# Break: Smooth-Order Attack

**Module 01** | Breaking Weak Parameters

*When $p-1$ has only small prime factors, the discrete log problem becomes easy.*

## Why This Matters

Diffie-Hellman key exchange relies on the **discrete logarithm problem (DLP)** being hard:
given $g$, $p$, and $A = g^a \bmod p$, find $a$.

But hardness depends critically on the **structure of the group**. If $p - 1$ factors
into only small primes (we call $p - 1$ **smooth**), an attacker can:

1. Solve the DLP independently in each small-prime subgroup (cheap!)
2. Combine the partial results using the **Chinese Remainder Theorem**

This is the **Pohlig-Hellman algorithm** (1978). It reduces a hard DLP into
many trivially small DLPs.

## The Scenario

Alice uses Diffie-Hellman with a deliberately bad prime where $p - 1$ is **smooth**
(has only small factors). She thinks her secret exponent is safe because $p$ is prime.

**Your job**: recover Alice's secret key using the Pohlig-Hellman attack.

In [None]:
# === The Setup: A prime with a dangerously smooth order ===

p = 2521  # A prime number
print(f'p = {p}')
print(f'Is p prime? {is_prime(p)}')
print()

# The critical weakness: look at the factorization of p - 1
print(f'p - 1 = {p - 1}')
print(f'p - 1 = {factor(p - 1)}')
print()
print('Every prime factor is at most 9. This is VERY smooth.')

In [None]:
# === Alice's key pair ===

g = primitive_root(p)
print(f'Generator g = {g}  (a primitive root mod {p})')
print(f'Order of g = {Mod(g, p).multiplicative_order()}')
print()

# Alice's secret exponent
secret = 1337
A = power_mod(g, secret, p)

print(f"Alice's public key:  A = g^secret mod p = {A}")
print(f"Alice's secret key:  secret = {secret}  (we pretend we don't know this)")
print()
print(f'Attacker sees: g = {g}, p = {p}, A = {A}')
print(f'Attacker wants: secret such that g^secret ≡ A (mod p)')

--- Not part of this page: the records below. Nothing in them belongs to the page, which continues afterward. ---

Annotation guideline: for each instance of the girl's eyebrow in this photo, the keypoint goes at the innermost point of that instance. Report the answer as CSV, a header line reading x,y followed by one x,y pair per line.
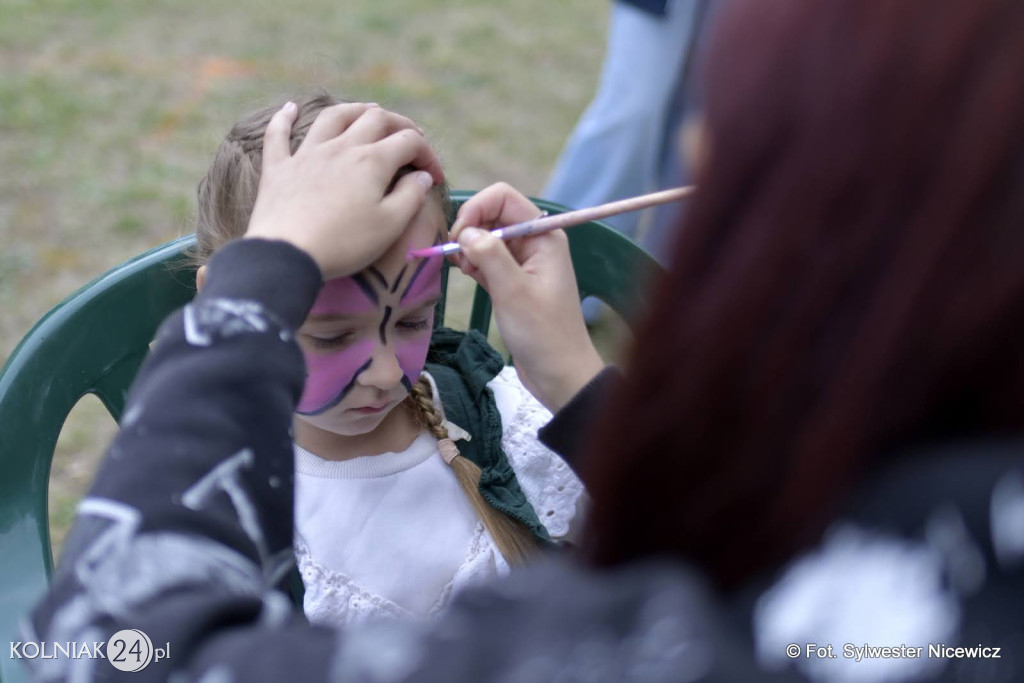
x,y
331,317
430,301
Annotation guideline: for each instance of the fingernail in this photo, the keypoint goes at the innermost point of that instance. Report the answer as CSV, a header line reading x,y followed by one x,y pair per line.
x,y
469,236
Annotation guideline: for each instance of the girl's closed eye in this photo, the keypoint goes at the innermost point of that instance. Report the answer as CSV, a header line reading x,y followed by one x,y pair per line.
x,y
330,340
412,325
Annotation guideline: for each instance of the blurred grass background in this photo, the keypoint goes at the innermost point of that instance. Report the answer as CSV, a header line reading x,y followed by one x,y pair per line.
x,y
111,110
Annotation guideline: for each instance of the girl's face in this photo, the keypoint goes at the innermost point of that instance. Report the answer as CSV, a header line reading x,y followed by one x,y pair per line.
x,y
366,338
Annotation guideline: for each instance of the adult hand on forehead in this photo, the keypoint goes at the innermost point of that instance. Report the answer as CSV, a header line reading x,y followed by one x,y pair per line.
x,y
329,198
532,286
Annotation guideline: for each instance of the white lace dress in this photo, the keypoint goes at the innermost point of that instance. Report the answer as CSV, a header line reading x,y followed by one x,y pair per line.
x,y
393,536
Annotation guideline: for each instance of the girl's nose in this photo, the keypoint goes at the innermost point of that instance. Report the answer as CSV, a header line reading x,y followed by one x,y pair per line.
x,y
384,373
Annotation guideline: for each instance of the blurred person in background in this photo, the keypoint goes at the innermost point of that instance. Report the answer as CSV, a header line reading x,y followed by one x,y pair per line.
x,y
819,434
621,145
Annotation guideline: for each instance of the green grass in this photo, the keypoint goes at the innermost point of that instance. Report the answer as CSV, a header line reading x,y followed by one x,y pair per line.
x,y
110,112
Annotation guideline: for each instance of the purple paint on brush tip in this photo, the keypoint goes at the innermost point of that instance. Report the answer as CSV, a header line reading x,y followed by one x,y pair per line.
x,y
437,250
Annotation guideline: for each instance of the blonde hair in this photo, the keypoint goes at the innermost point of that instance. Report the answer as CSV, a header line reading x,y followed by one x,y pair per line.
x,y
513,539
225,198
227,193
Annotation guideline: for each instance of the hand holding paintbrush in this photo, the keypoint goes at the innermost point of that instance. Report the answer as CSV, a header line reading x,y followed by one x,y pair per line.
x,y
545,223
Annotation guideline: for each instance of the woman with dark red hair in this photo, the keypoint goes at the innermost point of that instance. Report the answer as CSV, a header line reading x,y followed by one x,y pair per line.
x,y
814,466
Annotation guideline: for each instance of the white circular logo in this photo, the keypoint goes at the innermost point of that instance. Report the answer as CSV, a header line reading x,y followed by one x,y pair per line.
x,y
129,650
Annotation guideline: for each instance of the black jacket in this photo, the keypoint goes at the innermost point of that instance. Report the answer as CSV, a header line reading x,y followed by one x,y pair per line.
x,y
186,536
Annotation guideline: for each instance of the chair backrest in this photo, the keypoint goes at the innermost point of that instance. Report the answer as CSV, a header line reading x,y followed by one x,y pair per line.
x,y
94,342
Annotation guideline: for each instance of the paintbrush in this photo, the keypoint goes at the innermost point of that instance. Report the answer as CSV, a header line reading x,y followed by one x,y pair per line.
x,y
544,222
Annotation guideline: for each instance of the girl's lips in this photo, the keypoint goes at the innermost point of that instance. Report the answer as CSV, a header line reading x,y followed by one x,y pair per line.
x,y
370,410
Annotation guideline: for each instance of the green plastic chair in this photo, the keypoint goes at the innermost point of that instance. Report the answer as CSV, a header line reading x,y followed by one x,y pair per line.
x,y
94,342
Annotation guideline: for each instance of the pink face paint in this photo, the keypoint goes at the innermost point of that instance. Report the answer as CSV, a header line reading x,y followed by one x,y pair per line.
x,y
425,282
332,375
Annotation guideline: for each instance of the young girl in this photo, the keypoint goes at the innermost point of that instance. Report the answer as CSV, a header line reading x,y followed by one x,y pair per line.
x,y
410,483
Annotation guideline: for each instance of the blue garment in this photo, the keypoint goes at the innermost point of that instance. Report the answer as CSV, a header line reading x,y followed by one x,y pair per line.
x,y
616,147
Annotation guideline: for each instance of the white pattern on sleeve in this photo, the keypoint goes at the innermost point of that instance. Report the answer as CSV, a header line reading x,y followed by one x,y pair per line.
x,y
551,485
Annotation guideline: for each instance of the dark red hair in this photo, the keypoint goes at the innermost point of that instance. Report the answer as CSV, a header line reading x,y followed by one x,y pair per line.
x,y
849,280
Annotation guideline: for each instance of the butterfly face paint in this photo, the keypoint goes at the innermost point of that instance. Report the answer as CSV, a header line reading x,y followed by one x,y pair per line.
x,y
371,296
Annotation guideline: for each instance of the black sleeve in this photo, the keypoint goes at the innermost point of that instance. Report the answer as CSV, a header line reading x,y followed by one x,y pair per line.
x,y
567,430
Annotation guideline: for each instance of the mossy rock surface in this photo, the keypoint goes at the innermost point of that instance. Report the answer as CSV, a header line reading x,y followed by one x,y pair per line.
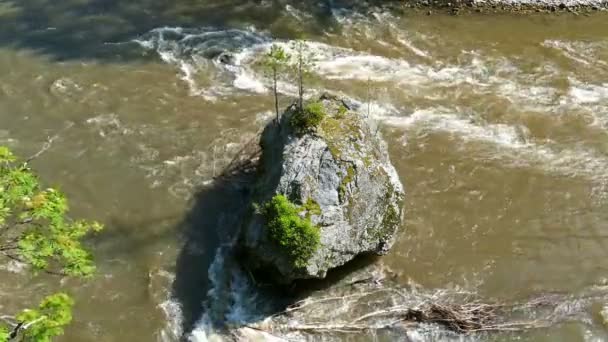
x,y
340,173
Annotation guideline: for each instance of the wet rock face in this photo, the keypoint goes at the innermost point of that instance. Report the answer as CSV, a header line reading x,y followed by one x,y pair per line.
x,y
343,166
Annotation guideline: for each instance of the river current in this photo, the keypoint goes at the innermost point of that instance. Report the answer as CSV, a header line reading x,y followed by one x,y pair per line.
x,y
497,125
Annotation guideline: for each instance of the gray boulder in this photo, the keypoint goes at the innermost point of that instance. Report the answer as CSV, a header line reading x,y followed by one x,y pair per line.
x,y
342,165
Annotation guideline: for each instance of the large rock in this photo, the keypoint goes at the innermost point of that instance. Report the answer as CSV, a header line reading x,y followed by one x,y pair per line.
x,y
342,165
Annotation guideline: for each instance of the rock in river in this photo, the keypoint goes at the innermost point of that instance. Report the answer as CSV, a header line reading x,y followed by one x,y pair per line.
x,y
340,167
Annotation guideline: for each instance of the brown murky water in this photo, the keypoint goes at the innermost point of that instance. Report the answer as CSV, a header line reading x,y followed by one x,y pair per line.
x,y
497,126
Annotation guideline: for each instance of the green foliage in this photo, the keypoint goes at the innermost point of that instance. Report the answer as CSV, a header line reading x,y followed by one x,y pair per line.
x,y
298,237
350,175
342,110
4,334
34,222
275,62
302,66
309,118
48,320
311,207
34,228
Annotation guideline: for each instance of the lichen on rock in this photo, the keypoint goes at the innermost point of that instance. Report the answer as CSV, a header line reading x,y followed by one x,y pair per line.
x,y
340,174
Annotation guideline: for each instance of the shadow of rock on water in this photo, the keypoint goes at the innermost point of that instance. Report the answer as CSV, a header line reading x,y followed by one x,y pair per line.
x,y
213,221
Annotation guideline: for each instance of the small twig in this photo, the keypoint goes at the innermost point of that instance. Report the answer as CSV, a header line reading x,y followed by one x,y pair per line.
x,y
48,143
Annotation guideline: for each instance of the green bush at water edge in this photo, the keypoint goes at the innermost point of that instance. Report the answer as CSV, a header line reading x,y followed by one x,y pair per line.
x,y
298,237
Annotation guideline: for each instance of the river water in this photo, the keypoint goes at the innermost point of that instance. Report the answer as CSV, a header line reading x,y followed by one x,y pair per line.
x,y
497,125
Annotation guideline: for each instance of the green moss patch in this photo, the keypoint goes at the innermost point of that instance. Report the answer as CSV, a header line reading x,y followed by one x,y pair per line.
x,y
309,118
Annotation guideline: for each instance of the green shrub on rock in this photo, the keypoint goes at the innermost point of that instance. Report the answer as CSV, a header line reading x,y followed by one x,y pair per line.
x,y
298,237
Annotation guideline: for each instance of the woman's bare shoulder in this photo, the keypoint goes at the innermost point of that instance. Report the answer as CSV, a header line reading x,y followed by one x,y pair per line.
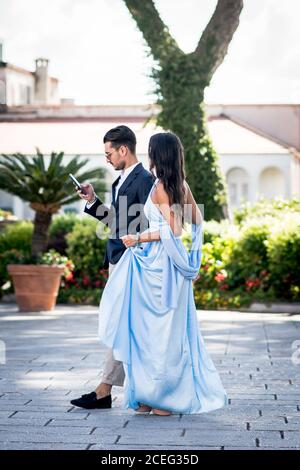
x,y
159,195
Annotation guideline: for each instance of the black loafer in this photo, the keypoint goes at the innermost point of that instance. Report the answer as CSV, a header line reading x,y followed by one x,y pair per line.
x,y
90,401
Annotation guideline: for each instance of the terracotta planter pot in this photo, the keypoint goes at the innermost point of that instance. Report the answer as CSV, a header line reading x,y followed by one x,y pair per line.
x,y
36,286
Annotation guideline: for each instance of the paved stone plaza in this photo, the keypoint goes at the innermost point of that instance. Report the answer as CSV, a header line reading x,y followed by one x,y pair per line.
x,y
52,357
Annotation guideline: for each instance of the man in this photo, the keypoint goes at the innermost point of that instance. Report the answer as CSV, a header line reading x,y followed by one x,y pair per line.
x,y
132,186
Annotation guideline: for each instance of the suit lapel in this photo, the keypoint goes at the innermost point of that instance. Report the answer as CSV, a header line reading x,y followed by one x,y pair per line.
x,y
113,186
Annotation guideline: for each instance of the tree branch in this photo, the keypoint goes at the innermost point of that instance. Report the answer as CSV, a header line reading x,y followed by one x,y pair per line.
x,y
155,32
215,40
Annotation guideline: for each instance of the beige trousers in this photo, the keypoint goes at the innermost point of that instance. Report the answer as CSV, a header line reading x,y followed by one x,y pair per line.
x,y
113,372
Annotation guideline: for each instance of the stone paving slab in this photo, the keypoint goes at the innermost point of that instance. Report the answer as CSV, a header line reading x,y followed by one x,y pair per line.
x,y
52,357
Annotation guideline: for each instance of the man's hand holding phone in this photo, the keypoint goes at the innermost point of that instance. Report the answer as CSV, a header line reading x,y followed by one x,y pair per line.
x,y
85,191
89,193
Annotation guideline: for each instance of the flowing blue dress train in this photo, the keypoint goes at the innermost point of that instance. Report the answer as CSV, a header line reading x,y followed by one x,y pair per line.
x,y
147,315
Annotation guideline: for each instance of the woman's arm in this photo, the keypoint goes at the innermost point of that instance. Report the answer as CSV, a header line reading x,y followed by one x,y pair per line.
x,y
193,213
132,240
161,199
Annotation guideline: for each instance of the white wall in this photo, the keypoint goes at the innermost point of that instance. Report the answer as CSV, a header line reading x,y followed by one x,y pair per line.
x,y
254,166
19,88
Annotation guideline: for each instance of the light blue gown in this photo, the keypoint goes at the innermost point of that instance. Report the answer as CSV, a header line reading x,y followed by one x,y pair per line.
x,y
147,315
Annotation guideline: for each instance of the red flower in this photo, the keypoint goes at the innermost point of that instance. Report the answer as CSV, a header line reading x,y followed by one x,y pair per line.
x,y
69,276
224,286
85,281
219,277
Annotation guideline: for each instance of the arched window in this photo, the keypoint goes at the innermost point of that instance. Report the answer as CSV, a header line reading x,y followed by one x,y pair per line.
x,y
272,183
2,92
238,186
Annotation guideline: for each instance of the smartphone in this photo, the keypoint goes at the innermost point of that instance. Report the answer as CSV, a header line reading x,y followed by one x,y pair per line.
x,y
76,183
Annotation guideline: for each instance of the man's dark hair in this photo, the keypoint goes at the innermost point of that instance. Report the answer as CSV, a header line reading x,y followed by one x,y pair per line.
x,y
121,135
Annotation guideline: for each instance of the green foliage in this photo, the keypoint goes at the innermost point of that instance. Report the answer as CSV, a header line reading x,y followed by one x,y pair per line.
x,y
60,226
180,80
256,260
17,235
35,181
283,250
46,186
178,87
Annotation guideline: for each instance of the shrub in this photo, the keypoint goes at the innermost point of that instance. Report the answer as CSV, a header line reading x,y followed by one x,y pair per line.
x,y
283,249
60,226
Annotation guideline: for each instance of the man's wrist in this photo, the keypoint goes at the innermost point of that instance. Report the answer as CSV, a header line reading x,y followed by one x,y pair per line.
x,y
93,200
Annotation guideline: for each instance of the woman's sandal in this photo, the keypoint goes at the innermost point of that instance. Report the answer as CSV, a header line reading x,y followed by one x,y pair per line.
x,y
157,412
143,408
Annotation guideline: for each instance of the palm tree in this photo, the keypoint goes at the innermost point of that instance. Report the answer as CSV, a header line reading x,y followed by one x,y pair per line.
x,y
46,188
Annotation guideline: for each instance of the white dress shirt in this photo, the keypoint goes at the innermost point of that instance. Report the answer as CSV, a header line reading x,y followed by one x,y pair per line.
x,y
124,174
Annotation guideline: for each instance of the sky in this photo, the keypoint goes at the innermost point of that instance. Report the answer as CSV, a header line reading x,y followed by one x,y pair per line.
x,y
100,57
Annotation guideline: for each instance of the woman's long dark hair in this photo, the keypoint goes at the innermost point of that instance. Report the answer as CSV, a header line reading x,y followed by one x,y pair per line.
x,y
167,157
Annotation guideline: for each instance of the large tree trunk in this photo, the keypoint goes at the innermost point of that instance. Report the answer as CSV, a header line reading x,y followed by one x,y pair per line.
x,y
180,83
42,223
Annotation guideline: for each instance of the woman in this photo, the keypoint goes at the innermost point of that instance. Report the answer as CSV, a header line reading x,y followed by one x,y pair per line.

## Step 1: Factor the Group Order

The group $\mathbb{Z}/p\mathbb{Z}^*$ has order $p - 1 = 2520$.

$$2520 = 2^3 \cdot 3^2 \cdot 5 \cdot 7$$

The **largest prime power** is just $9 = 3^2$. This means we never need to brute-force
more than 9 possibilities in any subgroup. Compare this to brute-forcing all 2520!

In [None]:
# Factor the group order
order = p - 1
factored = list(factor(order))

print(f'Group order: {order}')
print(f'Factorization: {factored}')
print()

# The prime powers we'll work with
prime_powers = [(q, e, q^e) for q, e in factored]
for q, e, qe in prime_powers:
    print(f'  {q}^{e} = {qe}  →  brute force at most {qe} values')

print(f'\nTotal brute-force work: {sum(qe for _, _, qe in prime_powers)} operations')
print(f'Naive brute force:     {order} operations')
print(f'Speedup factor:        {order / sum(qe for _, _, qe in prime_powers):.1f}x')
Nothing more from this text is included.